Yes, absolutely. There have been quite a few process issues in general, and sometimes, it comes down to other organizations requiring us to help them procure whatever systems they might need to connect to us, which we’re not against doing, but those things take time. And then there’s the ownership piece: can we trust the data? But for the most part, especially with the FHQCs and some of our sister agencies, we’re getting to the point where everyone sees it as a win-wing, and there’s enough of a consensus in order to move forward.

What might CIOs and CMIOs think about, around all this, especially around the potential for collaboration with government agencies like yours?

Ideally, we’d like for hospitals to partner with us and our managed care organizations in solving some of these issues in healthcare, including the cost of emergency department care, and so on. That would be the biggest thing. Right now, and this is not a secret, a couple of our hospital systems in the District are hoping to hold out for better contracts with our managed care organizations, and 80 percent of our beneficiaries are served by those MCOs. So we’d like to understand that we’re trying to help folks who need care, and not focus so much on the revenues involved. We’re over 96-percent insured now in the District. So there’s probably enough to go around, so we’d love for them to move forward with us collaboratively. And we have to ponder whether we should encourage the development and participation in ACOs, including among our FQHCs. Things have to be seen as helping our beneficiaries.

What does the future of data management for population health and care management, look like to you, in the next several years?

For us in the District, the future is going to be not only a robust warehouse that includes claims information, vital records information, and EHR data, but also, more connectivity with our community partners, and forming more of a robust referral network, so that if one agency sees someone who has a problem, say, with housing, they can immediately send the referral, seamlessly through the system, to get care.

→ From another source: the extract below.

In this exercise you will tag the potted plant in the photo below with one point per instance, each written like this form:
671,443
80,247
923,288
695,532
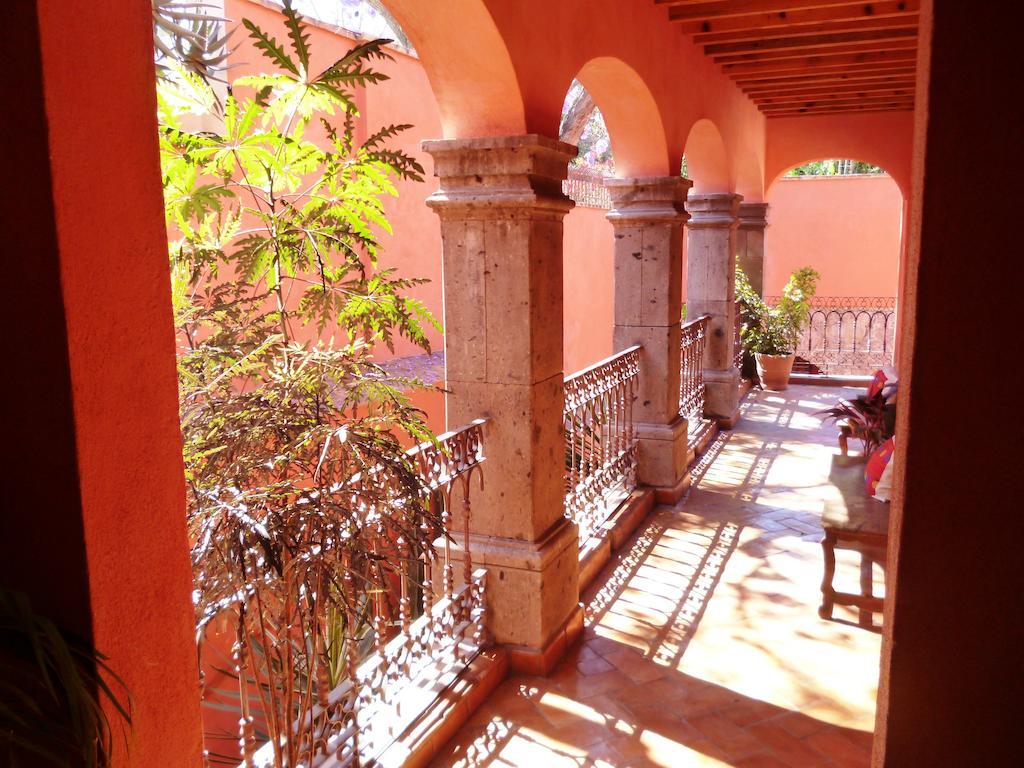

We’re looking at it as very inter-connected. You can develop a pretty good snapshot, based on a variety of sources.

The social determinants of health are clearly a big element in all this; and you’re already focused on those, obviously.

Yes, we are very focused on those; we’re just very limited in terms of our access to that data. We’re working with our human services and public health agencies, to improve access. And I should mention a big initiative within the Department of Health Care Finance: we have two health home programs, one for people with serious mental illness issues, the other with chronic conditions. The Department of Behavioral Health manages the first, and the Department of Health Care Finance, my agency, DC Medicaid, manages the second. You have to have three or more chronic conditions in order to qualify.

We have partnerships with 12 providers, in those, mostly FQHCs, a few community providers, and a couple of hospital systems. We’ve been using another module from HealthEC for those programs. We need to get permission to have external users to come in; but at that point, they’d be able to capture a lot of the social determinants as well. We feel we’re a bit closer to the providers, in that sense, since they work closely with the beneficiaries. And we’ve got a technical assistance grant to help them understand how to incorporate this kind of care management into their practice, to move into a value-based planning mode. That’s a big effort. We’re just now developing our performance measures on that, to see how we’ve been doing. It’s been live for about a year. It’s called MyHealth GPS, Guiding Patients to Services. And we’re using the HealthEC Care Manager Module, which we call the Care Coordination Navigation Program; it’s a case management system. Also, we do plan to expand that to incorporate medication therapy management. We have a pharmacist on board who will be using part of that care management module to manage his side of things.